Präsident Zelenskyj sagte in seiner Rede zum Jahrestag des russischen Überfalls, dass 95 Prozent der Ukrainer an den Sieg glauben. Wie könnte ein Kompromiss aussehen?

Stellen Sie sich Folgendes vor: Sie sind ein einfacher Mann und werden gefragt: Glauben Sie an den Sieg? Natürlich werden Sie mit Ja antworten. Wie sollte es anders sein?

Dann anders gefragt: Wie soll der Kompromiss aussehen, den Zelenskyj seinen Bürgern sozusagen als Sieg „verkaufen“ kann?

Es sollte ein finanzieller Ausgleich sein, es sollte ein Beitritt zur Europäischen Union sein. Es sollte auch die Aufnahme in die NATO sein, denn das bedeutet eine Sicherheitsgarantie. Dann sollte es einen Vertrag mit Russland geben. Bezüglich der besetzten Gebiete: Niemand ist bereit, die Gebiete, die Russland nach dem 24. Februar erobert hat, den Russen zu überlassen. Sprechen wir über die Gebiete, die vor dem 24. Februar von den Russen kontrolliert wurden – dem könnten die Ukrainer zustimmen. Aber die Zeit für Kompromisse ist noch nicht gekommen. Ich bin sehr besorgt über die Position Chinas.

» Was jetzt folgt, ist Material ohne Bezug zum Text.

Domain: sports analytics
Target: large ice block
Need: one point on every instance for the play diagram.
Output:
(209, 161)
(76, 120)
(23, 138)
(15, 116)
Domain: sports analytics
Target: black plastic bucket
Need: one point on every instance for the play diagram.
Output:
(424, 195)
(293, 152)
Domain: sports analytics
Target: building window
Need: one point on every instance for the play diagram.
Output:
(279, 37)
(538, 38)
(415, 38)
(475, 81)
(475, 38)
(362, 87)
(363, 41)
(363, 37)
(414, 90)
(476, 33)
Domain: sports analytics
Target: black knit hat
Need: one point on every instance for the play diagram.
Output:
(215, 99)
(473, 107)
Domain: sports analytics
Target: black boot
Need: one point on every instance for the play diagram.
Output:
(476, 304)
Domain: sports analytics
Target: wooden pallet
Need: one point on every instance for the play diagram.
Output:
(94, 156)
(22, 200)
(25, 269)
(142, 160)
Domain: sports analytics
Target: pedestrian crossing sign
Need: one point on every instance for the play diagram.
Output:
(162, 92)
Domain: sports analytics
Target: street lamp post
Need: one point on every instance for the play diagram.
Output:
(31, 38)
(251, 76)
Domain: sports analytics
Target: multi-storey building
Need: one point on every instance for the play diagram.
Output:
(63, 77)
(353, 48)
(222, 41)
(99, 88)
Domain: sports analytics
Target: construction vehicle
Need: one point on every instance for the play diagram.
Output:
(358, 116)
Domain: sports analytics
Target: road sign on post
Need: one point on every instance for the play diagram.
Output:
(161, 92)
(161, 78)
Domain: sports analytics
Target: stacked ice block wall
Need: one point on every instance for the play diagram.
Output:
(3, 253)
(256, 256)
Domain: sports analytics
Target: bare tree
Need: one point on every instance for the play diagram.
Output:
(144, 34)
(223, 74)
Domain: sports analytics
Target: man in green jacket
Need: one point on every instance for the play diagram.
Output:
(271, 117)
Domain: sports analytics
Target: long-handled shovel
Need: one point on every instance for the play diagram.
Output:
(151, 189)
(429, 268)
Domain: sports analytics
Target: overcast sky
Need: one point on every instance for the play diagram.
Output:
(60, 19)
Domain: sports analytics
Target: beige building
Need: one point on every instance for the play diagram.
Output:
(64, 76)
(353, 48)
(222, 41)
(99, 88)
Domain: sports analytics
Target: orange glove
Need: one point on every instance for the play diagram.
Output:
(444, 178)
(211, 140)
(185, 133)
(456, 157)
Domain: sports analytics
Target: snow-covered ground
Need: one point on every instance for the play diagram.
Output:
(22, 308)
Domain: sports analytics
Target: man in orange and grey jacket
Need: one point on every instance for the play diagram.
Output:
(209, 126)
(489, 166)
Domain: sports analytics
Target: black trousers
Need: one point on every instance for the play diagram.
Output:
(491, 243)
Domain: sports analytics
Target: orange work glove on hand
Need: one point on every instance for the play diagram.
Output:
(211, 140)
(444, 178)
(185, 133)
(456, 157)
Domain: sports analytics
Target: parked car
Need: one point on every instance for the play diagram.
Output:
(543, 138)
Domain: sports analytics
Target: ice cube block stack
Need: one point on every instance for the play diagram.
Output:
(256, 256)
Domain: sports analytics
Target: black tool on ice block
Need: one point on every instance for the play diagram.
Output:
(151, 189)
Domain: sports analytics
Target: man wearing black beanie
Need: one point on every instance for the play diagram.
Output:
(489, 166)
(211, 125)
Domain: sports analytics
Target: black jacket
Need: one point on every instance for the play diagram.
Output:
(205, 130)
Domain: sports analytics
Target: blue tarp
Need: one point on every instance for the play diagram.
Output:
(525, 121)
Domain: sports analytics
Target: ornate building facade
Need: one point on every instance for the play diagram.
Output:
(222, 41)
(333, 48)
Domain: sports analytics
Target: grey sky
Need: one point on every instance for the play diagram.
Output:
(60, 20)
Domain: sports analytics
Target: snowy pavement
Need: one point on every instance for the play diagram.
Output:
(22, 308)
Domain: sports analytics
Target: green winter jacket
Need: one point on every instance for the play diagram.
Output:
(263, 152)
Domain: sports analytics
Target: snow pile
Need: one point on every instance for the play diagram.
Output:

Das Land hat bereits eine Entscheidung getroffen, die sich auf die Gesamtsituation in der Welt auswirken wird.

Ihre Partei vertrat früher eine prinzipielle Position zur NATO. Würden Sie jetzt, wenn sich die Frage stellt, für einen NATO-Beitritt stimmen?

Heute ja. Früher waren wir für einen blockfreien Status der Ukraine. Aber jetzt ist das eine Sicherheitsgarantie für uns.